In the study series, 9% of cases (11 patients) required an additional port, while only 8 cases (9%) (three cases of gangrenous retrocecal appendicitis) required the placement of 2 additional trocars with conversion to the laparoscopic technique. The possibility of inserting an additional trocar in the most suitable position according to the intraoperative findings allows better management of this condition. Clearly, the learning curve with one trocar reduces surgery length as well as the need for additional trocars. In the authors’ experience, higher complication rates and a more extensive use of an additional trocar occurred with this technique only during the first year of practice. It is also important to remember that TULAA is not an evolution of the laparoscopic technique; it is a different technique and surgeons with a wide laparoscopic experience also used additional trocars in the first cases treated with this technique.
There are many advantages in the use of TULAA: excellent diagnostic and therapeutic approach to the acute abdomen; observation of the entire abdominal cavity; high therapeutic reliability; high versatility; optimal cosmetic result; excellent postoperative recovery; and high feasibility, even in obese patients[13-16].
The current literature does not report real contraindications to the use of this technique apart from those generally indicated for pneumoperitoneum.

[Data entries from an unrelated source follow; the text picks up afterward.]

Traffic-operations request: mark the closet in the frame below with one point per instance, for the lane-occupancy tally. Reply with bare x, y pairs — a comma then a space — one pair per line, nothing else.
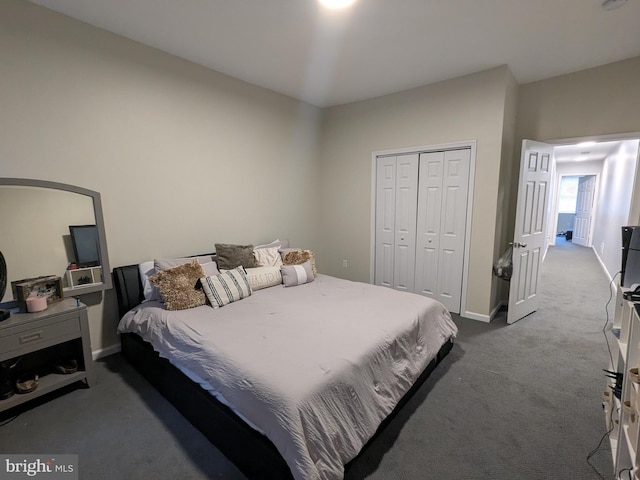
420, 223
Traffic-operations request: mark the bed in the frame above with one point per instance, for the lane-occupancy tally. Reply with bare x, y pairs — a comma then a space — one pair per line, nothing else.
287, 382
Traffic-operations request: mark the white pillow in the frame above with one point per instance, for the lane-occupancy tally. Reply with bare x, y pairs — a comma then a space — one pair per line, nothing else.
267, 257
148, 289
293, 275
230, 286
263, 277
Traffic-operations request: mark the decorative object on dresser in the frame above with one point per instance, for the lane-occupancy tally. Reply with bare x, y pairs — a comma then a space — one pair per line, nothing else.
48, 287
4, 314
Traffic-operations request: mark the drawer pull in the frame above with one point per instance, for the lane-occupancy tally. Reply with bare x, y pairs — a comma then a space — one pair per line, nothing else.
31, 337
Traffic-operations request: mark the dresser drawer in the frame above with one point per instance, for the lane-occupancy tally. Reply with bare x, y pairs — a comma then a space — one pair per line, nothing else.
40, 336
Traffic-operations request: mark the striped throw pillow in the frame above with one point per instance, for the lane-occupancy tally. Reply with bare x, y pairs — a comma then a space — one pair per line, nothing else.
229, 286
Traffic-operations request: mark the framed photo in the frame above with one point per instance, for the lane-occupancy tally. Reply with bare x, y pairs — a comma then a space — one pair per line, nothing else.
48, 286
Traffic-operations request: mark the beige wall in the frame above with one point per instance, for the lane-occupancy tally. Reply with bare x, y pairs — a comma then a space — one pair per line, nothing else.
504, 223
183, 156
598, 101
466, 108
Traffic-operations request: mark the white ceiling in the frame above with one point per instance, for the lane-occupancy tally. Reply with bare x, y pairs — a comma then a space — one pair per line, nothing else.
377, 47
579, 152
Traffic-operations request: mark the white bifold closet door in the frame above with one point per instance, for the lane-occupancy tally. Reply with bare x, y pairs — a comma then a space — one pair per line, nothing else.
396, 210
443, 188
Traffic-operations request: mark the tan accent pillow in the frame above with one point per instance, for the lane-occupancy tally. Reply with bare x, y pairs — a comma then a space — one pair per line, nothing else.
298, 257
267, 257
178, 286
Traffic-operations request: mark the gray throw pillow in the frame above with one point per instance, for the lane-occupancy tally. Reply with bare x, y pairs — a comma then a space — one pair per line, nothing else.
230, 256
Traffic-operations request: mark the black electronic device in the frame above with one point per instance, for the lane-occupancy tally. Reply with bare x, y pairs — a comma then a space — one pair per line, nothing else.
630, 271
86, 246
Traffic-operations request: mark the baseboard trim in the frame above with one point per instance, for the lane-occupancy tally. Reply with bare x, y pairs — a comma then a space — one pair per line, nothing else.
477, 316
497, 308
105, 352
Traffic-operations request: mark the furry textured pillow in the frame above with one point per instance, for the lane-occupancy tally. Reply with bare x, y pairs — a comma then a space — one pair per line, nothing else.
178, 286
297, 257
293, 275
231, 256
229, 286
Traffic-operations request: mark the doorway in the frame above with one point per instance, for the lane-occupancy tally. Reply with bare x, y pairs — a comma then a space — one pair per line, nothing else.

As for laparoscopy, it is important to remember that insufflation pressure and flow rate must be kept as low as possible, especially in the pediatric age, in order to reduce postoperative pain. Specifically speaking for TULAA, it is necessary to deflate the abdomen before extracting the appendix since this prevents excessive traction on the mesoappendix and facilitates extraction of the appendix through the umbilicus.
According to the authors’ experience, TULAA is a safe, minimally invasive approach in children suffering from acute appendicitis. It is also helpful as a training procedure for other minimally invasive approaches.